Я передал это Мишелю. На мой взгляд, ему лучше было оставаться на том берегу и не лезть в реку с остальными. Если же у него это не получится, пусть незаметно отойдет от них во время переправы и поплывет вниз по течению. Он ответил, что уже думал об этом, и если ничего лучшего не придет ему в голову, он так и сделает.
Чей-то голос внизу позвал Софи.
– Отойдите подальше, – сказала она, – это он.
Она торопливо спустилась вниз. Целый час мы сидели молча, пока с нами не связалась селандка.
– Пожалуйста, ответьте мне! – сказала она. – Нам нужен точный ориентир. Мы будем идти на ваши «голоса». Вы можете просто считать: один, два, три… и так далее. Только как можно отчетливее…
За дело энергично взялась Петра. Пожалуй, даже слишком энергично.
– Хватит, – прервала ее селандка. – Теперь подождите секунду… – «голос» ее пропал, но вскоре опять появился, – мы сейчас ближе от вас, чем думали. Через час с небольшим скажем точно, где мы находимся…

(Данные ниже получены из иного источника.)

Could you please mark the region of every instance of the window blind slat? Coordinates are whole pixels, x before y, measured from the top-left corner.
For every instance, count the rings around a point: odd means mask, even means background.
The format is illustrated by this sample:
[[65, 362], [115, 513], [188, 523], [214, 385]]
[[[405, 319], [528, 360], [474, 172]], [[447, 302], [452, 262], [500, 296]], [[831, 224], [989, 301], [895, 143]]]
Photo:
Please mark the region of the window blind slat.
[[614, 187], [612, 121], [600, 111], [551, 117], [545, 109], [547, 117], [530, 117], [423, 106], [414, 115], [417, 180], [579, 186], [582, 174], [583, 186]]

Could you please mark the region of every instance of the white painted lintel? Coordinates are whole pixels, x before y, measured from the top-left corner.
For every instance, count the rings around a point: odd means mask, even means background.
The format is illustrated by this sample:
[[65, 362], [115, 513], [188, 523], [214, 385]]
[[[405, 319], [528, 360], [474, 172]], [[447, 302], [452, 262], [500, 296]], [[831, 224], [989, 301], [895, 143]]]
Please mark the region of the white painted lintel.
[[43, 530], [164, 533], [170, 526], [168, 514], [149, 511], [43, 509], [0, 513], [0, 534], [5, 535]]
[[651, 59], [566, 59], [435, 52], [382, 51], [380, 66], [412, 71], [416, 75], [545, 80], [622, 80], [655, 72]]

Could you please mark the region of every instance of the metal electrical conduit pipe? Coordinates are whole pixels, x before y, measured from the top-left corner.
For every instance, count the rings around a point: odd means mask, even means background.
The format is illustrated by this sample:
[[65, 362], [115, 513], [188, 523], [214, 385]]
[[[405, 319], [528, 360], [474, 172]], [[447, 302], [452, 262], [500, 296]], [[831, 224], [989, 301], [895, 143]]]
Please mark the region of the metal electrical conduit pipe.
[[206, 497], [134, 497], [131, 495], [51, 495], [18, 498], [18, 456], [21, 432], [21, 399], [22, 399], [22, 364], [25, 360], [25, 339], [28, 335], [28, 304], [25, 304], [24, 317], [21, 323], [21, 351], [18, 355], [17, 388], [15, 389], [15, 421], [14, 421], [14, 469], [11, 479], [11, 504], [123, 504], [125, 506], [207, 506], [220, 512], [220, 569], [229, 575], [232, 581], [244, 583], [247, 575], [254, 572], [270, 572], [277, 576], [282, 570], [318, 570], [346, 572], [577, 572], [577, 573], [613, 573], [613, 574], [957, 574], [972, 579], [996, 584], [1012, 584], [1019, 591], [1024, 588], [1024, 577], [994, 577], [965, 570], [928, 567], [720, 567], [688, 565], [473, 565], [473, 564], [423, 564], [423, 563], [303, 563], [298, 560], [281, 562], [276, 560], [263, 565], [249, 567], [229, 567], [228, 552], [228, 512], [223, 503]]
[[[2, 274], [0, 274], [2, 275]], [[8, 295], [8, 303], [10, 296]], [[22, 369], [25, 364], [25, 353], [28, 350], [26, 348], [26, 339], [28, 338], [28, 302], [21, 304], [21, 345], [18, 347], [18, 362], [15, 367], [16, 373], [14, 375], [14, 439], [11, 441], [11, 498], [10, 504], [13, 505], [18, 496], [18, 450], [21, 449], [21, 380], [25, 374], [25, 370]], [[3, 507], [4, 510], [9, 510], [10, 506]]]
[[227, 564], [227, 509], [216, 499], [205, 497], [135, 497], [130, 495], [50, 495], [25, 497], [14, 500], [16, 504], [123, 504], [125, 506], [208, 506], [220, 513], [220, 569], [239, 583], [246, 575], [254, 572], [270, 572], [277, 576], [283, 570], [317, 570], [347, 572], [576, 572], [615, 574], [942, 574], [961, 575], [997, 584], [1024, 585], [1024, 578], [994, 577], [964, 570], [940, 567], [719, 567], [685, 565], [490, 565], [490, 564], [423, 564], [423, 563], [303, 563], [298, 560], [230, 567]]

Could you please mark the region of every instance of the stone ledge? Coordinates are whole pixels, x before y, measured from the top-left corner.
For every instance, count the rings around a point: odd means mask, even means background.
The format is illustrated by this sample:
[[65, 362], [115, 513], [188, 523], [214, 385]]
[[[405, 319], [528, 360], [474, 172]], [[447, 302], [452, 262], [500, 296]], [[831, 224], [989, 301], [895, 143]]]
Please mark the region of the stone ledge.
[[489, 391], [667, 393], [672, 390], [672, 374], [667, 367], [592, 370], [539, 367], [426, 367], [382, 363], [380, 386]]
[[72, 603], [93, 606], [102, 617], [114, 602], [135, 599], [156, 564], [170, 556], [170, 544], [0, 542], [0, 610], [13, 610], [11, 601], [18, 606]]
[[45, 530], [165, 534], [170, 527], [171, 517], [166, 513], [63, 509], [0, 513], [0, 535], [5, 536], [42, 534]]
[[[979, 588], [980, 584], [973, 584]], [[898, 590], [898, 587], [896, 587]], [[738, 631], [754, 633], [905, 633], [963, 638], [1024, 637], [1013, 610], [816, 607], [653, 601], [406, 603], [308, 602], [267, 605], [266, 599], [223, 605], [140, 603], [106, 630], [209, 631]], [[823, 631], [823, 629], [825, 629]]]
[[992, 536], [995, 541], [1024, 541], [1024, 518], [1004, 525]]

Прошло еще полчаса тоскливого ожидания. Несколько раз я снова выглядывал наружу: никого вокруг не было, весь поселок словно вымер. Лишь несколько старух околачивались возле своих лачуг.
– Мы вышли к реке, – раздался «голос» Мишеля.
Через четверть часа он опять связался с нами:
– Они все прошляпили, эти кретины! – сказал он. – Наши засекли, как они вылезали из ущелья и карабкались по утесам… Хотя… какая разница! Это ущелье на вашем берегу – все равно ловушка. У нас тут совещаются – не знают, что делать…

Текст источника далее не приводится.